\begin{frame}
  \frametitle{Transitive Frames: $\some\some p \to \some p$}

  \begin{goal}{Theorem}
    \begin{malign}
      \F \models \some\some p \to \some p \quad\iff\quad \text{the frame $\F$ is transitive}
    \end{malign}
  \end{goal}
  \pause

  \begin{block}{Proof ($\Rightarrow$)}
    \begin{itemize}
      \pause
      \item Let $\F = \pair{W}{R}$ be a frame with $\F \;\models\; \some\some p \to \some p$.
      \pause
      \item For a contradiction, assume that $R$ is not transitive.
      \pause
      \item Since $R$ is not transitive, there are $a,b,c \in W$ with
        \begin{malign}
          R(a,b) && R(b,c) && \neg R(a,c)
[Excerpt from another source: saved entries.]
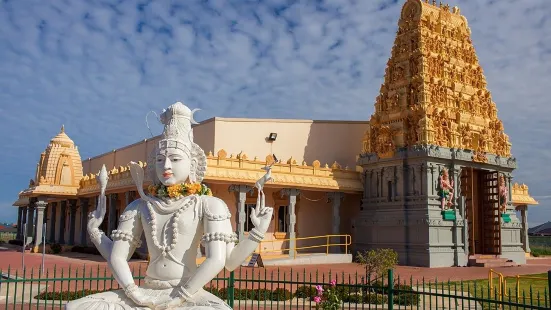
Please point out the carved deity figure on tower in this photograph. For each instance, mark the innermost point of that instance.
(503, 194)
(176, 215)
(445, 190)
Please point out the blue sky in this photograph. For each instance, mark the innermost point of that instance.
(99, 66)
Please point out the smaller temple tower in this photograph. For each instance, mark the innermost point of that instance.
(436, 162)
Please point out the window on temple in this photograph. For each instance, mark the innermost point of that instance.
(249, 207)
(282, 220)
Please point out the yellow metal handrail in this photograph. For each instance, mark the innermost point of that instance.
(502, 285)
(501, 282)
(327, 245)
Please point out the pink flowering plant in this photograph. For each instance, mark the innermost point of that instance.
(327, 299)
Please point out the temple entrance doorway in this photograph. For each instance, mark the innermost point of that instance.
(481, 191)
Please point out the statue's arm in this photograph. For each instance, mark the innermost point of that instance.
(125, 239)
(218, 235)
(97, 237)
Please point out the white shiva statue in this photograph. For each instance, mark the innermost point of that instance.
(176, 215)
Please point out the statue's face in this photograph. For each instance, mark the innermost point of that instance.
(172, 166)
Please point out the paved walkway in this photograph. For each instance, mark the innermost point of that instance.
(9, 258)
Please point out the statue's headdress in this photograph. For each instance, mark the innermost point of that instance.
(178, 133)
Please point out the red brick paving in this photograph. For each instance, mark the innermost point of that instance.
(96, 266)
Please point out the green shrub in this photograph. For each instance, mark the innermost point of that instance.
(407, 299)
(375, 299)
(353, 299)
(305, 292)
(377, 262)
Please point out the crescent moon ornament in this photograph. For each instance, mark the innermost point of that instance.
(191, 116)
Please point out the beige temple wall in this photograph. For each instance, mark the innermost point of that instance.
(326, 141)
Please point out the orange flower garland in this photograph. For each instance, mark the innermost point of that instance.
(179, 190)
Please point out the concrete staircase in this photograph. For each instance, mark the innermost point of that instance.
(490, 261)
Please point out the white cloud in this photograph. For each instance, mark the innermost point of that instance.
(98, 67)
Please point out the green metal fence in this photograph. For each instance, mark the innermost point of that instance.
(253, 288)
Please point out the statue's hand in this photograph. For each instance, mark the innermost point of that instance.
(95, 218)
(261, 217)
(169, 304)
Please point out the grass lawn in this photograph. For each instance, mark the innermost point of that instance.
(533, 289)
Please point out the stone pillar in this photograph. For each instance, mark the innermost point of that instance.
(336, 198)
(72, 220)
(30, 221)
(292, 193)
(112, 225)
(62, 220)
(84, 202)
(23, 222)
(40, 206)
(509, 180)
(19, 223)
(53, 221)
(524, 231)
(241, 196)
(367, 183)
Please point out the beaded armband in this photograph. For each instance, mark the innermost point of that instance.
(130, 289)
(95, 235)
(126, 236)
(226, 237)
(184, 293)
(255, 235)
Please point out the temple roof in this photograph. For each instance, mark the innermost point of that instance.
(434, 90)
(521, 196)
(59, 169)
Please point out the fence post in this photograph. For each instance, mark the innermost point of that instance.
(231, 289)
(549, 286)
(390, 289)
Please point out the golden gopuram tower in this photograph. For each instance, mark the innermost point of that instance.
(436, 161)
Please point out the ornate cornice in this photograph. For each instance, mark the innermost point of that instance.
(242, 170)
(521, 196)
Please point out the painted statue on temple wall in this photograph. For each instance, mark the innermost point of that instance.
(177, 214)
(503, 194)
(445, 189)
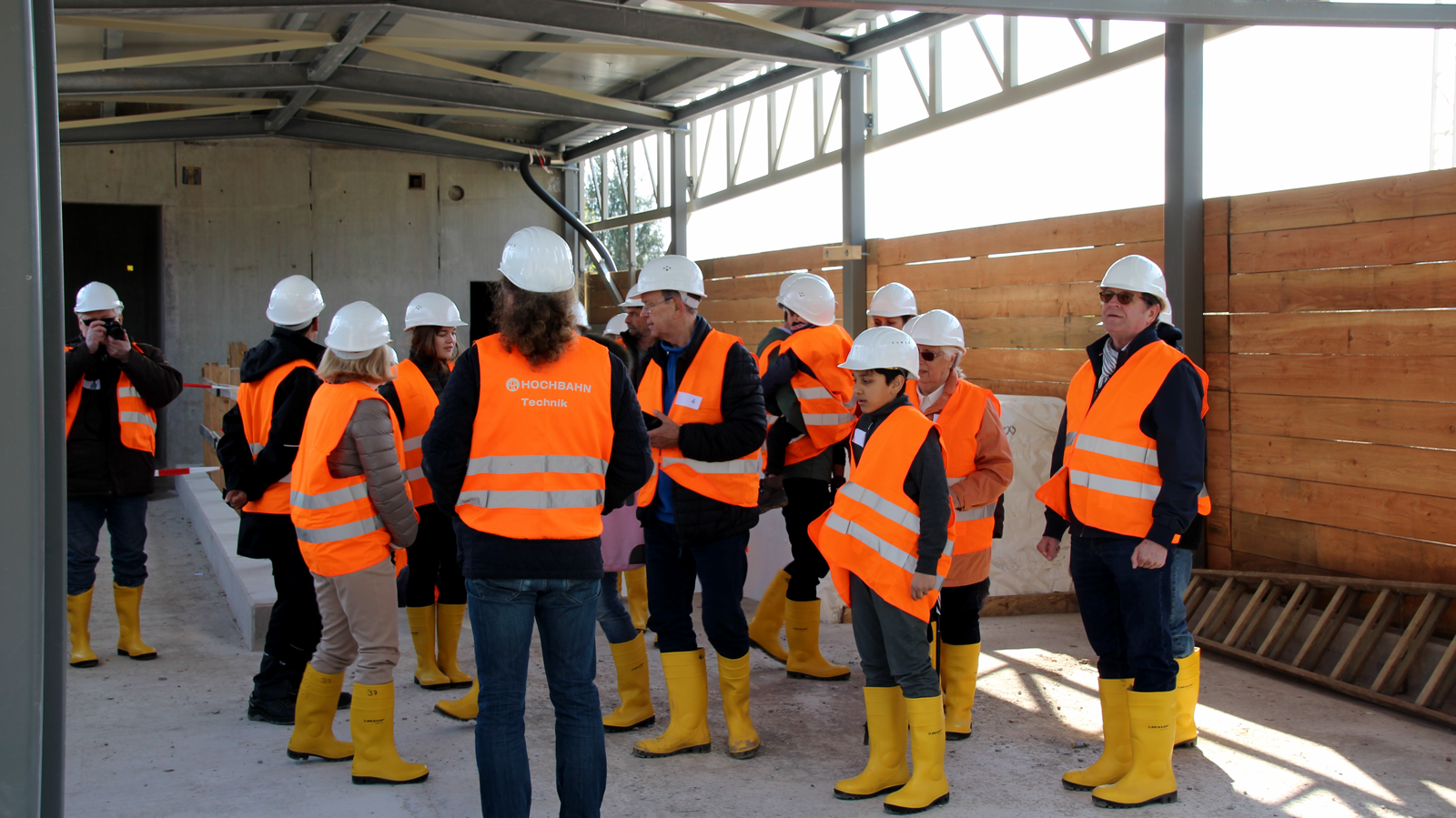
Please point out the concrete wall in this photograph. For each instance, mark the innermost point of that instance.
(271, 208)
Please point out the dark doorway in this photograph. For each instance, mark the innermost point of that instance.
(482, 308)
(121, 247)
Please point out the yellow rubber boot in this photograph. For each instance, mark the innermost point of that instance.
(887, 769)
(1188, 679)
(1117, 742)
(371, 721)
(128, 619)
(462, 709)
(77, 611)
(958, 667)
(637, 596)
(801, 623)
(733, 683)
(686, 674)
(926, 786)
(449, 619)
(422, 633)
(313, 718)
(1150, 781)
(768, 619)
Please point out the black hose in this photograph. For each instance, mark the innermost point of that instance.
(597, 247)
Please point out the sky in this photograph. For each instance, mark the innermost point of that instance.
(1285, 108)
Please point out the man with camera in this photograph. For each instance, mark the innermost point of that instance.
(114, 389)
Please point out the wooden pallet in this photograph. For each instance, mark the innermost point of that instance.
(1229, 613)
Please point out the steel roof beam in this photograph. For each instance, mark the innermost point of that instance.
(1205, 12)
(568, 17)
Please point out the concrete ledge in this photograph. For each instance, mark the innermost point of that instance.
(247, 582)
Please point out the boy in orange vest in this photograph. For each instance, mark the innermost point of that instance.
(887, 543)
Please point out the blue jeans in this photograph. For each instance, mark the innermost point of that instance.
(126, 517)
(1181, 562)
(612, 614)
(501, 616)
(1125, 611)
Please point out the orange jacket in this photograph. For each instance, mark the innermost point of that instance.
(874, 529)
(137, 421)
(255, 402)
(417, 402)
(337, 524)
(541, 444)
(699, 400)
(1110, 468)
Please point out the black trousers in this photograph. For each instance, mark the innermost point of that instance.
(434, 560)
(807, 501)
(960, 611)
(295, 625)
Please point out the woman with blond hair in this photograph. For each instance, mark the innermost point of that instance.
(351, 509)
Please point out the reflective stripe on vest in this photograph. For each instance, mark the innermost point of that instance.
(255, 405)
(339, 527)
(541, 444)
(1110, 468)
(827, 395)
(874, 529)
(734, 482)
(136, 421)
(417, 402)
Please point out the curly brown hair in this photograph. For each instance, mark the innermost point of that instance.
(539, 325)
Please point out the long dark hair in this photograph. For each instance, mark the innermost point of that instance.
(539, 325)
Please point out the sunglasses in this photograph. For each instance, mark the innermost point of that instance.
(1121, 298)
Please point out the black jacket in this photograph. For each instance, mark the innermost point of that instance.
(1176, 421)
(925, 483)
(95, 460)
(448, 453)
(740, 432)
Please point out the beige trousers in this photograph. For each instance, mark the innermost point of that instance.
(360, 621)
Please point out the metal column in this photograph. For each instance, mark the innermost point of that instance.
(1183, 181)
(852, 192)
(679, 206)
(33, 589)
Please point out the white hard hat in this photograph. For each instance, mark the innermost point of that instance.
(633, 298)
(295, 300)
(788, 283)
(893, 300)
(538, 261)
(431, 308)
(672, 272)
(1138, 274)
(936, 328)
(883, 348)
(356, 330)
(812, 298)
(95, 298)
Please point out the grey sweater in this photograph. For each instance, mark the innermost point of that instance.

        \end{malign}\vspace{-1ex}
      \pause
      \item Define $\M = \langle W,R,\lab{L} \rangle$ with labelling $\lab{L}$ given by:\pause
        \begin{malign}
          \lab{L}(c) &= \{\;p\;\} &&&
          \lab{L}(w) &= \emptyset \quad \text{for every $w \neq c$}
        \end{malign}\vspace{-1ex}
      \pause
      \item Then
        \begin{itemize}
        \pause
          \item $b \fc \some p$ \tabto{2.7cm} since $c \fc p$ and $R(b,c)$
        \pause
          \item $a \fc \some\some p$ \tabto{2.7cm} since $b \fc \some p$ en $R(a,b)$
        \pause
          \item $a \not\fc \some p$ \tabto{2.7cm} since $p$ is valid only in $c$, and $\neg R(a,c)$
        \end{itemize}
      \pause
      \item Thus $\;\M \not\models \some\some p \to \some p\;$; \pause contradicting $\F \models \some\some p \to \some p$.
    \end{itemize}
  \end{block}
  \vspace{10cm}
\end{frame}